We have also abandoned the notion of the interdependence of the generations in congregational life. Few adults see themselves engaged in a communal effort to sponsor, nurture and mentor young people. Indeed, few pastors identify this as a central role in their ministry.



A 1984 study found that few teenagers in an affluent suburban high school had an adult--other than their parents--with whom they could discuss important matters. Another study found that 70 percent of high school students are "generally ignored and poorly served"--i.e., "unspecial" in the system. Adults are certainly present in the lives of young people. But the well-intentioned parents, grandparents, teachers and social workers in Cold New World are unable to create environments that nurture socially acceptable norms and practices; meanwhile, many of the parents de- scribed by Finnegan and Beaudoin acquiesce to the dominant role of television and media in their children's lives.



Mentoring in youth ministry tends to be individualistic rather than communal or strategic. Youth ministry literature has not yet challenged the practice of letting youth ministries be directed by adults. Long and Fertman need to emphasize the reciprocity of youth and adults--of possibility and experience, imaginative exploration and wise reflection--in the leadership development of the group or community. Youth need to be viewed as full members, and challenged accordingly



The churches need critical perspective on the influence of contemporary media and the values of consumer capitalism. The authors of these three works document the pervasiveness of consumer capitalism and media in defining the young people's experience. These forces may take diverse forms: the market economy of the "drug culture" and the appeal of the violence in the "media culture" in Finnegan's study, the MTV "pop culture" for Beaudoin's GenXer, or the middle-class values implicit in the patterns of leadership promoted by Long and Fertman. Common in each book are themes of individualism, competition, ambition and success, and consumption.

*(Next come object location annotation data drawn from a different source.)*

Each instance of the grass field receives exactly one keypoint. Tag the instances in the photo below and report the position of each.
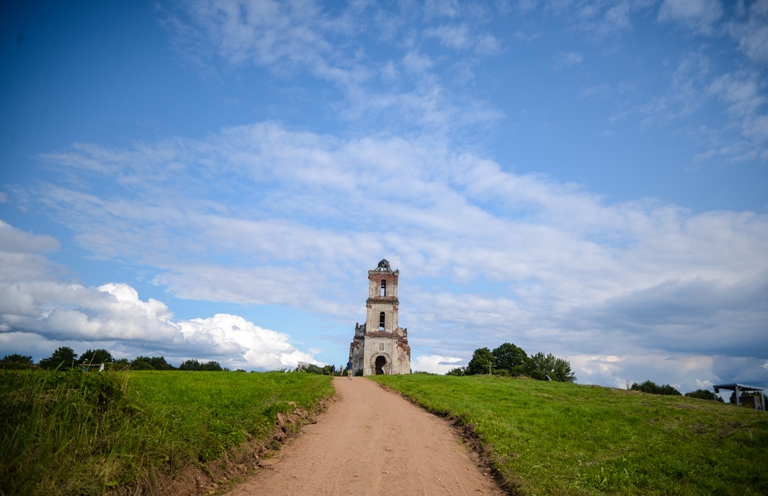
(559, 438)
(75, 433)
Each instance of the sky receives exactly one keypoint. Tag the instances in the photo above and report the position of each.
(213, 179)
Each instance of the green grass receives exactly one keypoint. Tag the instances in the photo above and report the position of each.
(74, 433)
(559, 438)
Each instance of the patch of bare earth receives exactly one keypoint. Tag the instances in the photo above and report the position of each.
(372, 442)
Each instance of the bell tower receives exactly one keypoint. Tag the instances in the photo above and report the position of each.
(380, 345)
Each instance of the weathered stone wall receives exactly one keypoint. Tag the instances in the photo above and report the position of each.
(387, 346)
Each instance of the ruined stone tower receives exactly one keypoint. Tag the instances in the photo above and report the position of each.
(381, 346)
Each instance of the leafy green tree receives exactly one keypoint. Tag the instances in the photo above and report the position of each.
(458, 371)
(563, 372)
(211, 366)
(509, 357)
(96, 356)
(703, 394)
(16, 361)
(540, 365)
(159, 363)
(190, 365)
(63, 357)
(481, 363)
(142, 363)
(651, 387)
(121, 363)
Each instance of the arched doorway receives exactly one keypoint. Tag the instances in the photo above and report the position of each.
(380, 363)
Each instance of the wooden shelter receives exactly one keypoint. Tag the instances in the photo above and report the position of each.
(738, 388)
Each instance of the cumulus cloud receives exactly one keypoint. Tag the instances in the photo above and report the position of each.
(697, 15)
(751, 31)
(486, 255)
(41, 310)
(435, 364)
(288, 38)
(565, 60)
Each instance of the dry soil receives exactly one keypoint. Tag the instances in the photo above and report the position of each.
(372, 442)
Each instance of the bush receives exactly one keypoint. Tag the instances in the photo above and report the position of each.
(458, 371)
(16, 361)
(510, 358)
(651, 387)
(539, 366)
(703, 394)
(151, 363)
(96, 356)
(63, 358)
(482, 362)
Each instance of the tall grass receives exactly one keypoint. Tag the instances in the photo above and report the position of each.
(559, 438)
(86, 433)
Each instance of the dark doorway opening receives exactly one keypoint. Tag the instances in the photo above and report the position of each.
(380, 362)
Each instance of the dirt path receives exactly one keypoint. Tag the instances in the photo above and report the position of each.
(371, 442)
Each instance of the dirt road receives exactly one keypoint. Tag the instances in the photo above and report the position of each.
(371, 442)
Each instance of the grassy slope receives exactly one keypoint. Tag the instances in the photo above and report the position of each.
(557, 438)
(73, 433)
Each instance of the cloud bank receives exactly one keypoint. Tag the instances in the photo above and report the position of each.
(486, 255)
(41, 310)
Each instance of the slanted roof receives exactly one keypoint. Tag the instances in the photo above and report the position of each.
(732, 387)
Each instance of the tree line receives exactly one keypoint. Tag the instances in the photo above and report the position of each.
(65, 358)
(509, 359)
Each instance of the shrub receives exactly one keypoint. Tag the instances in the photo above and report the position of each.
(703, 394)
(96, 356)
(481, 363)
(63, 358)
(458, 371)
(509, 357)
(539, 366)
(16, 362)
(651, 387)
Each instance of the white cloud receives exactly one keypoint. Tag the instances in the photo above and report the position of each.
(461, 38)
(697, 15)
(752, 32)
(565, 60)
(40, 309)
(486, 255)
(435, 364)
(303, 37)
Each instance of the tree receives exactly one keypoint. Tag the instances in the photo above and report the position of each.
(16, 361)
(651, 387)
(563, 372)
(211, 366)
(190, 365)
(64, 357)
(509, 357)
(195, 365)
(142, 363)
(151, 363)
(539, 366)
(458, 371)
(159, 363)
(481, 363)
(96, 356)
(703, 394)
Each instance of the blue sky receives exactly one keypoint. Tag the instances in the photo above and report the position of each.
(213, 179)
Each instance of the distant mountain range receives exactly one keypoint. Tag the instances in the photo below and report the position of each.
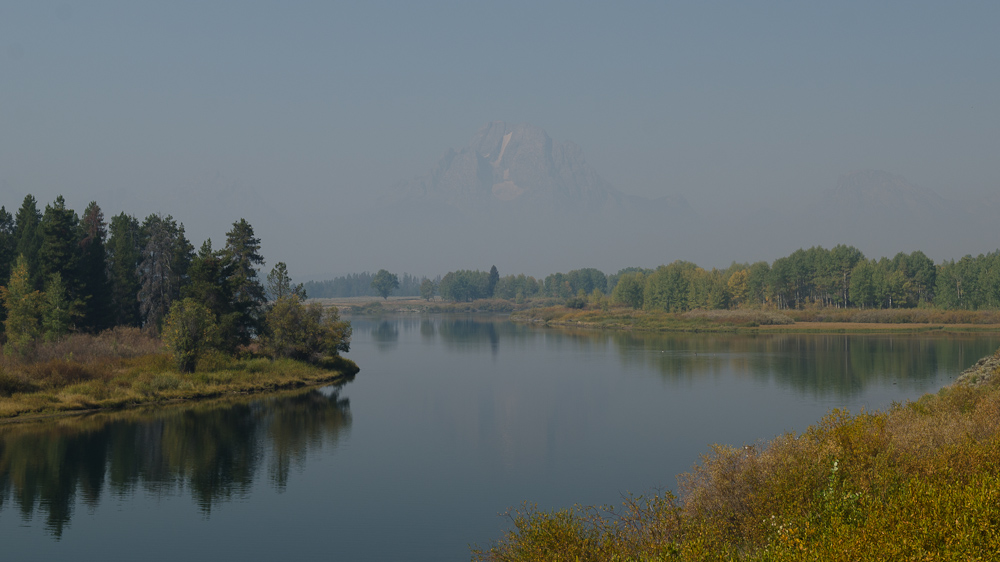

Fashion, entertainment and possessions are identity markers for the youth in all these books--although the object of consumption varies. The youth of Cold New World may have little vision of their participation in a democratic society, but they certainly do see themselves as full participants in a consumer culture. The "irreverent spirituality" of Beaudoin's GenXers more easily aligns itself with Newt Gingrich's anti-institutional vision of economic well-being than with the ecological visions of justice and stewardship of the earth.